COURTESY KURIMANZUTTO, MEXICO CITY/HAMMER MUSEUM, PURCHASED WITH PARTIAL FUNDS PROVIDED BY SUSAN BAY NIMOY AND LEONARD NIMOY
“Jimmie Durham at L.A. Louver”
By Suzanne Muchnic
December 1993
At [this] exhibition, called “Various Gates and Escape Routes,” visitors walked through Forbidden Things, a bogus metal detector similar to one Durham had seen in a bus station in Mexico, where he lives. The makeshift door frame detected nothing, and three signs above the door that ostensibly pointed out prohibited objects were purposefully unclear. The piece did its job setting up an ambience of ominous nonsense. It seems that Durham—a Cherokee artist, poet, performer, and activist whose work was included in the 1993 Whitney Biennial and the 1992 Documenta—likes nothing better than to inject tough subjects with a jolt of ironic humor.
For this installations, Durham built a pseudo–slot machine with an ax for a handle, attached rearview mirrors to the ends of a tree branch, stuck a wax-covered dog skull on a length of PVC pipe, and bolted a starched blue shirt to a wall. An artist whose strength is his refusal to separate art from life, Durham combined the flotsam of nature and culture. The result was an art of powerfully engaged estrangement.
“Overrated/Underrated”
By Howardena Pindell
December 2000
There’s a Native American artist named Jimmie Durham. His work is wonderful. You’ll see him in a show now and then, but it’s as if he’s in the margins. I chalk that up to racism, which is so endemic in the art world. You rarely hear about Native American artists being included in anything.
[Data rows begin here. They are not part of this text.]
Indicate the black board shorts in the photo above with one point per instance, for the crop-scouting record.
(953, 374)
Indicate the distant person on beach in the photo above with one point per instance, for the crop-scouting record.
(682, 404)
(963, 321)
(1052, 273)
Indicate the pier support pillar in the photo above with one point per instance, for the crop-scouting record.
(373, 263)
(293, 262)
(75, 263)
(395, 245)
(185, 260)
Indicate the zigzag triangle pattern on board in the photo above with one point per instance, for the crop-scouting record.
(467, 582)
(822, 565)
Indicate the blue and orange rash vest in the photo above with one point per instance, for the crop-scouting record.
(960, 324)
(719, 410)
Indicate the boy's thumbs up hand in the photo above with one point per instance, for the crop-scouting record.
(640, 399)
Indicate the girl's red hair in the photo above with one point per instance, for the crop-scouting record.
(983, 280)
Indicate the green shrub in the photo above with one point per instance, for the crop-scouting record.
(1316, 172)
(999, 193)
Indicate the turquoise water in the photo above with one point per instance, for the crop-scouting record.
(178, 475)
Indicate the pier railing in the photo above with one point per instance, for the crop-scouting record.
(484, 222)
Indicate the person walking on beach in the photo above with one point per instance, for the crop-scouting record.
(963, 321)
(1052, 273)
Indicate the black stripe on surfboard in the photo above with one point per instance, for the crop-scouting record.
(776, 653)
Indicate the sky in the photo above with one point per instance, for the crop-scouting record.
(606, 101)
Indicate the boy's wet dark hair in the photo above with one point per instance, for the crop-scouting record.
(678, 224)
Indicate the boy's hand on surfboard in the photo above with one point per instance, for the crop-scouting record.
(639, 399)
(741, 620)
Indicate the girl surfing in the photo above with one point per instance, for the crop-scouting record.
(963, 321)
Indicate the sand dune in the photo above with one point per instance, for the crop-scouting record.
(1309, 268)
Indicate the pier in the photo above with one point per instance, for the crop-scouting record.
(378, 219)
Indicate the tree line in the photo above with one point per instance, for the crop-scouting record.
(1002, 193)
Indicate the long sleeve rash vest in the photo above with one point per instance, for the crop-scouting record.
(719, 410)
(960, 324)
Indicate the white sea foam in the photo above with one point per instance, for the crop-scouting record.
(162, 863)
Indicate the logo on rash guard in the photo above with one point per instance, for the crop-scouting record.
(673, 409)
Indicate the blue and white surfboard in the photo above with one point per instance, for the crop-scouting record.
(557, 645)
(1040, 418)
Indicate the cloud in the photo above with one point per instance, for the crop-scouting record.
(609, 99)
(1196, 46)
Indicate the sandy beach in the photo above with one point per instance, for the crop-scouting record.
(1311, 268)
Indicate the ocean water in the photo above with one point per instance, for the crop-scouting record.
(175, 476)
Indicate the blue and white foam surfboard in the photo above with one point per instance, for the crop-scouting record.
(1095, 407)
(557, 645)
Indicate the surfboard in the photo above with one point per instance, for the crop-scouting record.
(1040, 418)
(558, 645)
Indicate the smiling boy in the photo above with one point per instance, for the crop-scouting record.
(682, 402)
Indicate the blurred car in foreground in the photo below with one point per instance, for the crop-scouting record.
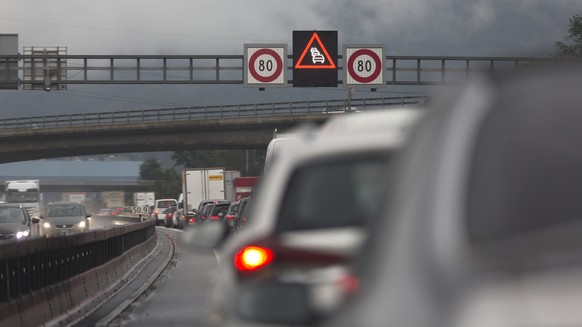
(15, 223)
(64, 218)
(484, 224)
(309, 216)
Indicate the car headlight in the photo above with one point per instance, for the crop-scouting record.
(22, 234)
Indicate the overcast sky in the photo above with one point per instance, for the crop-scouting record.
(404, 27)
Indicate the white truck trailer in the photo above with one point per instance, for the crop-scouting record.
(26, 192)
(199, 184)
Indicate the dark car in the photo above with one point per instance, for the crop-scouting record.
(232, 213)
(242, 215)
(64, 218)
(15, 223)
(168, 215)
(215, 210)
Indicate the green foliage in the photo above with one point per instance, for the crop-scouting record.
(573, 45)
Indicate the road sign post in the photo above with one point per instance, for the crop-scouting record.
(364, 66)
(265, 65)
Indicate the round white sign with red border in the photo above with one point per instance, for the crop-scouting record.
(265, 65)
(364, 66)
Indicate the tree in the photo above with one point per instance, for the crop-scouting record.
(573, 45)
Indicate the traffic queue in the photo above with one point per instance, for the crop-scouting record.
(466, 215)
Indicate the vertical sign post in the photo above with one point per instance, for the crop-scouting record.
(8, 67)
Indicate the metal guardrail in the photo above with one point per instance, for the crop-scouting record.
(229, 69)
(35, 264)
(202, 113)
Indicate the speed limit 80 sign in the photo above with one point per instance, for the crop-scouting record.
(364, 65)
(265, 65)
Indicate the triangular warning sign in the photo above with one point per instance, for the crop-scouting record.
(316, 59)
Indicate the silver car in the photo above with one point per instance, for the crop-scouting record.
(64, 218)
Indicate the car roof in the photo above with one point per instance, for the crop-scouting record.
(11, 205)
(64, 203)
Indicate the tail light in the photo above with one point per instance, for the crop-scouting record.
(251, 258)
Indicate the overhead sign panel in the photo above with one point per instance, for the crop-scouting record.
(315, 59)
(45, 67)
(265, 65)
(364, 65)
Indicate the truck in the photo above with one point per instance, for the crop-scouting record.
(26, 192)
(113, 199)
(199, 184)
(141, 199)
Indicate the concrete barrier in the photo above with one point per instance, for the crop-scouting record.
(63, 302)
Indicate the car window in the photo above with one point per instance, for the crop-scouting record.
(165, 204)
(11, 215)
(65, 211)
(333, 194)
(220, 208)
(526, 172)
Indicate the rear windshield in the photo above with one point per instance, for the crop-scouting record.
(65, 211)
(334, 194)
(220, 208)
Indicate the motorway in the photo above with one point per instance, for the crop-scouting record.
(177, 297)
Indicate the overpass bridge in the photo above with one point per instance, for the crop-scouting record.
(247, 126)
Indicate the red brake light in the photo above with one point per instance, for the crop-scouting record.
(252, 258)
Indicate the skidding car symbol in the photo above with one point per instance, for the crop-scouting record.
(316, 56)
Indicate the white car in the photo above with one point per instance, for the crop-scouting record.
(309, 216)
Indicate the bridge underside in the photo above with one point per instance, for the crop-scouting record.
(220, 133)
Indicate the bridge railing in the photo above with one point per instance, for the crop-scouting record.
(201, 113)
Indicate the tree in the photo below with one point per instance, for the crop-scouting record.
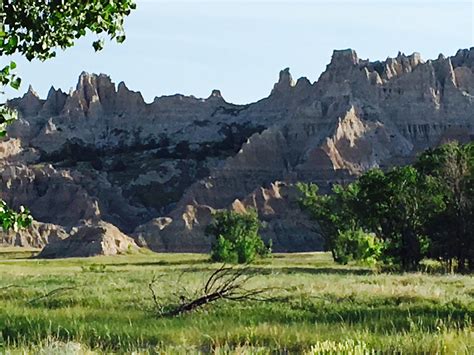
(381, 216)
(452, 228)
(36, 29)
(236, 237)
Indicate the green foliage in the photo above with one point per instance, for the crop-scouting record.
(356, 245)
(10, 219)
(36, 28)
(413, 212)
(318, 306)
(237, 238)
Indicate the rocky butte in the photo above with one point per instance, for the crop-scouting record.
(99, 166)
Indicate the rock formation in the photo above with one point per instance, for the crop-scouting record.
(90, 239)
(158, 170)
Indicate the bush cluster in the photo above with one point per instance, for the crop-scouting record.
(401, 216)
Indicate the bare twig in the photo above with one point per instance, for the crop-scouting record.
(224, 283)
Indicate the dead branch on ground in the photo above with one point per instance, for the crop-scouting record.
(225, 283)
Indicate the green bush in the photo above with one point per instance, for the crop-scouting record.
(356, 245)
(237, 237)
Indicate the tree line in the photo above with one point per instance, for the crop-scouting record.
(401, 216)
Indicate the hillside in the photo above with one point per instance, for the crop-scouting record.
(158, 170)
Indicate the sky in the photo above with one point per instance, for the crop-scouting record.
(192, 47)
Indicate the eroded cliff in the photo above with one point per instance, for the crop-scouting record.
(158, 170)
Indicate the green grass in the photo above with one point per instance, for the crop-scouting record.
(105, 305)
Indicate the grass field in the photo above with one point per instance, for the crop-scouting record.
(104, 305)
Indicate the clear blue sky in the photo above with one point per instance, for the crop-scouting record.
(239, 47)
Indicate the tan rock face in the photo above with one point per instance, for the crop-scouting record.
(158, 170)
(90, 239)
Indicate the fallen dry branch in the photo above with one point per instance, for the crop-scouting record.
(52, 293)
(225, 283)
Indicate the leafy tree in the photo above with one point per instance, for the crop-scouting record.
(334, 214)
(36, 29)
(451, 229)
(395, 206)
(237, 238)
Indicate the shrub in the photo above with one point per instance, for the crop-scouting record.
(237, 237)
(356, 245)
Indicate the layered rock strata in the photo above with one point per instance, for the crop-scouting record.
(158, 170)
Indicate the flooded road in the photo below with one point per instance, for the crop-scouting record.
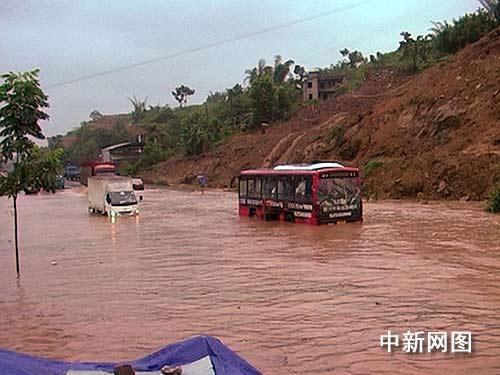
(289, 298)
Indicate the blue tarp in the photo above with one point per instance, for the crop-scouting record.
(224, 360)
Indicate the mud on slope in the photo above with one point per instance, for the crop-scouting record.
(434, 135)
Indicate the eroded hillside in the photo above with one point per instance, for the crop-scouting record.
(435, 134)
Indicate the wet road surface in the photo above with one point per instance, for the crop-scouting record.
(289, 298)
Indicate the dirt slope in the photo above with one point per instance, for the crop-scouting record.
(435, 134)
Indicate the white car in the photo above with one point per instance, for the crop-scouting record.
(137, 184)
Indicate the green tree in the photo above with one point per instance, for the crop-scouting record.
(493, 8)
(181, 93)
(262, 96)
(414, 51)
(21, 109)
(139, 108)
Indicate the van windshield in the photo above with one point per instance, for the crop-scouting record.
(121, 198)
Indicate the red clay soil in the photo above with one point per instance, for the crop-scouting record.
(434, 135)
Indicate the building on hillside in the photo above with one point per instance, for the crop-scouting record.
(128, 152)
(320, 87)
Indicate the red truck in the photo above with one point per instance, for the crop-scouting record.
(96, 168)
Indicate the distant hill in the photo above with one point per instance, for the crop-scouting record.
(434, 135)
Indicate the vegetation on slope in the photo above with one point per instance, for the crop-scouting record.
(272, 94)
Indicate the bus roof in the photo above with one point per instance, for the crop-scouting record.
(295, 171)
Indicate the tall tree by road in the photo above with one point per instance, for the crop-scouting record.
(181, 93)
(21, 109)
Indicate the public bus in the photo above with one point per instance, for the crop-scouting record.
(317, 193)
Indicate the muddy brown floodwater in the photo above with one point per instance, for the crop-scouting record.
(289, 298)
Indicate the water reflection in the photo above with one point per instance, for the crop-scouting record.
(288, 297)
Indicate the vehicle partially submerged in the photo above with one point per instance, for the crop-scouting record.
(112, 196)
(317, 193)
(200, 355)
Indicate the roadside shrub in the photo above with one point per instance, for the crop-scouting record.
(335, 134)
(371, 165)
(494, 201)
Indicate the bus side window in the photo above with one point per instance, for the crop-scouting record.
(303, 189)
(251, 188)
(269, 188)
(285, 189)
(243, 187)
(258, 188)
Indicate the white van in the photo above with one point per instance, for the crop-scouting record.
(112, 196)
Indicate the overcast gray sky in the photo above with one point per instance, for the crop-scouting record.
(68, 40)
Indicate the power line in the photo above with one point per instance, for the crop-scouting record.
(209, 45)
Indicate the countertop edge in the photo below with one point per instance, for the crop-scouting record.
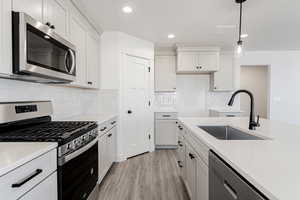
(238, 169)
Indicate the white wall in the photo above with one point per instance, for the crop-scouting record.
(193, 97)
(255, 79)
(284, 82)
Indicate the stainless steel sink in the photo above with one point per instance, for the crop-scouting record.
(228, 133)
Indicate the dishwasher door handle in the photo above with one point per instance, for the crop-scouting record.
(230, 190)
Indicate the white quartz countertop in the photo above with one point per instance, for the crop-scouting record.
(226, 110)
(99, 118)
(272, 166)
(165, 109)
(15, 154)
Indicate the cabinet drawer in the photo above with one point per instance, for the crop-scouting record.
(22, 179)
(226, 184)
(201, 148)
(46, 190)
(166, 115)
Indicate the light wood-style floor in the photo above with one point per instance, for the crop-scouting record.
(152, 176)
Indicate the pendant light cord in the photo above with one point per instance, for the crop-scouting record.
(241, 15)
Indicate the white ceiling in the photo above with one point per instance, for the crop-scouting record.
(271, 24)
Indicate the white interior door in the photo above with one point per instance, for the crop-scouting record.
(136, 107)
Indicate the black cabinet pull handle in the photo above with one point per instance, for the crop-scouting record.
(25, 180)
(191, 155)
(230, 190)
(103, 129)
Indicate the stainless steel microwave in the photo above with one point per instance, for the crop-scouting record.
(40, 53)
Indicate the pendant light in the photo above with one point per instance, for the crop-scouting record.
(239, 47)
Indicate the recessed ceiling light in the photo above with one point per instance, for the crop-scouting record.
(171, 36)
(127, 9)
(244, 35)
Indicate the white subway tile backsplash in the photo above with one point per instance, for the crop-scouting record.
(67, 101)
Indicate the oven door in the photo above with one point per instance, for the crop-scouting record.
(78, 173)
(39, 51)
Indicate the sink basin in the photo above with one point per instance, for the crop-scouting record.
(228, 133)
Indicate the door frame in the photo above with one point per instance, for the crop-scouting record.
(122, 150)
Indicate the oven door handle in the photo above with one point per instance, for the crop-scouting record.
(63, 160)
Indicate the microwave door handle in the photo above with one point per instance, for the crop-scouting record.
(73, 61)
(66, 62)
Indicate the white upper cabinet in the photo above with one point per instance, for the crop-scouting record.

Durham reminds me of Joseph Beuys—that kind of deeply serious work that’s also really on the edge. When you read the work, it’s like he’s inventing a whole new language.
COURTESY KURIMANZUTTO, MEXICO CITY/FONDAZIONE MORRA GRECO, NAPLES
“Jimmie Durham at Neuer Berliner Kunstverein”
By Jordan Troeller
October 2015
Durham’s solo show at NBK, “Here at the Center,” presented works completed since his move across the Atlantic, some of which were made in collaboration with the Brazilian artist Maria Thereza Alves. These include the co-authored video Grunewald (2006), which was filmed in the eponymous Berlin forest and which displaces the sounds of birdcalls onto human figures blowing whistles.
Exploring sounds, scents, and textures, Durham engages with Europe’s landscape, but from a self-consciously “foreign” perspective. Eurasia, A Scent (1997), for instance, consists of a sawhorse supporting a glass bottle of perfume that Durham made from black walnuts he had found in Siberia, and which, he said, reminded him of his childhood in North America. While the show also included a series of photographs of Durham in different locations in Europe, the non-figurative works on view engaged even more so with self-portraiture and with the challenge of recognizing oneself in the encounter with difference.